You are viewing a plain text version of this content. The canonical link for it is here.
Posted to dev@parquet.apache.org by Andrew Duffy <ro...@aduffy.org> on 2016/08/26 01:08:24 UTC

Parquet Format Change for Statistics Ordering

Hello Dev-Parquet,

I recently filed an issue, PARQUET-686
<https://issues.apache.org/jira/browse/PARQUET-686>, to attempt to fix the
abnormal sort order for Binary types in Parquet. This is to allow for the
calculation of statistics based on an *unsigned* interpretation of binary
bytestrings, which is the sort of thing you want for UTF8 columns, for
example. This is currently causing a correctness issue with Spark, see
SPARK-17213 <https://issues.apache.org/jira/browse/SPARK-17213> for more
details on that, which means there is a likelihood that this is also broken
in other query engines that pushdown String filters to Parquet.

The fix requires a change both to any implementation of Parquet
(parquet-mr, parquet-cpp) as well as the format, to add a new set of
optional fields on the statistics that allow specifying explicit signed and
unsigned statistics. The PR to parquet-format can be seen at
https://github.com/apache/parquet-format/pull/42.

Wanted to distribute this change back out to the community for comment.

-Andrew

Re: Parquet Format Change for Statistics Ordering

Posted by Wes McKinney <we...@gmail.com>.
The type of comparison used here strikes me as dependent on the
ConvertedType of the column. Adding explicit signed/unsigned min/max
of course gives you both options after the fact. So another option is
(if I'm understanding correctly) to change parquet-mr's BYTE_ARRAY
comparison used for UTF8 ConvertedType.

As an aside, are decimal statistics (e.g. 12-byte or 16-byte decimals)
valid based on a signed binary comparison?

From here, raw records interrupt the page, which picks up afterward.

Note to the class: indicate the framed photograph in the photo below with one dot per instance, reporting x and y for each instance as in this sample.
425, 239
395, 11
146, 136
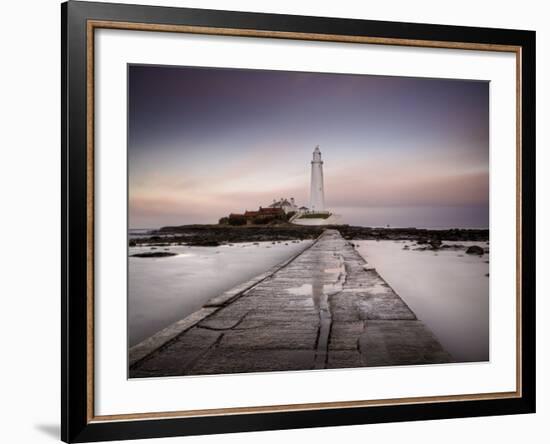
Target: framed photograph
276, 221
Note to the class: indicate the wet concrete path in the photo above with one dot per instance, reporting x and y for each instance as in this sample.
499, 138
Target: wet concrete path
325, 308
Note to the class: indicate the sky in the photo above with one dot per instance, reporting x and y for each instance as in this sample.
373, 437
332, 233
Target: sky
398, 151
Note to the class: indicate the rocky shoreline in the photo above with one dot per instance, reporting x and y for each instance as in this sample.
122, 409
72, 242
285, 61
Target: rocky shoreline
214, 235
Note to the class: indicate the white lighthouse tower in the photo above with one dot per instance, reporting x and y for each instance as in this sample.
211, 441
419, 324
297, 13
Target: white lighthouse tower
317, 191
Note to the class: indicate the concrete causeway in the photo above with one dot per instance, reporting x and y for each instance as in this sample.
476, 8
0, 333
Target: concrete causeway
325, 308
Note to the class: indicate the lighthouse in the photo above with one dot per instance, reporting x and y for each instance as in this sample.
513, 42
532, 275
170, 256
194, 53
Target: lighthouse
317, 191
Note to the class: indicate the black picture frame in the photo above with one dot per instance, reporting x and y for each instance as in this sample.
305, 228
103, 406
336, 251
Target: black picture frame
77, 425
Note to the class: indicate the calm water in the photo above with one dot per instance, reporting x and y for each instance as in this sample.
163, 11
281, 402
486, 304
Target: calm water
447, 290
164, 290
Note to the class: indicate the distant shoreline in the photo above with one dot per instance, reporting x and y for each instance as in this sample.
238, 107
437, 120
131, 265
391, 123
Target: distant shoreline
214, 235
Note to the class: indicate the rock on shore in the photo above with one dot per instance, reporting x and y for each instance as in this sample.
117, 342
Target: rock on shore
214, 235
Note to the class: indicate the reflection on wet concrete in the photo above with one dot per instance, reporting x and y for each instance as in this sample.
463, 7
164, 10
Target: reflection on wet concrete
325, 309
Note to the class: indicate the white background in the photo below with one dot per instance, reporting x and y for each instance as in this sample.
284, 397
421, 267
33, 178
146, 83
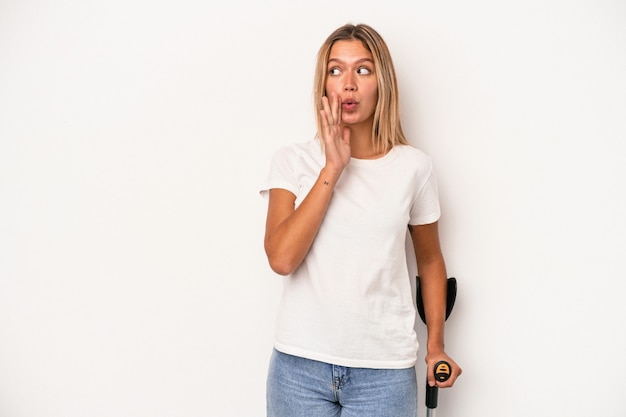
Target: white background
134, 135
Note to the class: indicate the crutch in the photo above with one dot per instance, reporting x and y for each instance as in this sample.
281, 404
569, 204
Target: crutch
442, 368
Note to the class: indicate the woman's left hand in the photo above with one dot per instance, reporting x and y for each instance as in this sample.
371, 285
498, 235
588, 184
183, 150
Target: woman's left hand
431, 360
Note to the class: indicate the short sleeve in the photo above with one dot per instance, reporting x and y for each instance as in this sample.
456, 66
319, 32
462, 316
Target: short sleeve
425, 208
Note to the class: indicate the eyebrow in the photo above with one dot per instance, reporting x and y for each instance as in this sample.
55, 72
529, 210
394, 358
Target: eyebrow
358, 61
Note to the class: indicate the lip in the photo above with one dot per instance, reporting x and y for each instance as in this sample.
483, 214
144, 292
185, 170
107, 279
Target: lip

Since we don't have any heavily dependent production users of
parquet-cpp yet we'll be happy to implement whatever solution works
for everyone.

- Wes

On Thu, Aug 25, 2016 at 6:08 PM, Andrew Duffy <ro...@aduffy.org> wrote:
> Hello Dev-Parquet,
>
> I recently filed an issue, PARQUET-686
> <https://issues.apache.org/jira/browse/PARQUET-686>, to attempt to fix the
> abnormal sort order for Binary types in Parquet. This is to allow for the
> calculation of statistics based on an *unsigned* interpretation of binary
> bytestrings, which is the sort of thing you want for UTF8 columns, for
> example. This is currently causing a correctness issue with Spark, see
> SPARK-17213 <https://issues.apache.org/jira/browse/SPARK-17213> for more
> details on that, which means there is a likelihood that this is also broken
> in other query engines that pushdown String filters to Parquet.
>
> The fix requires a change both to any implementation of Parquet
> (parquet-mr, parquet-cpp) as well as the format, to add a new set of
> optional fields on the statistics that allow specifying explicit signed and
> unsigned statistics. The PR to parquet-format can be seen at
> https://github.com/apache/parquet-format/pull/42.
>
> Wanted to distribute this change back out to the community for comment.
>
> -Andrew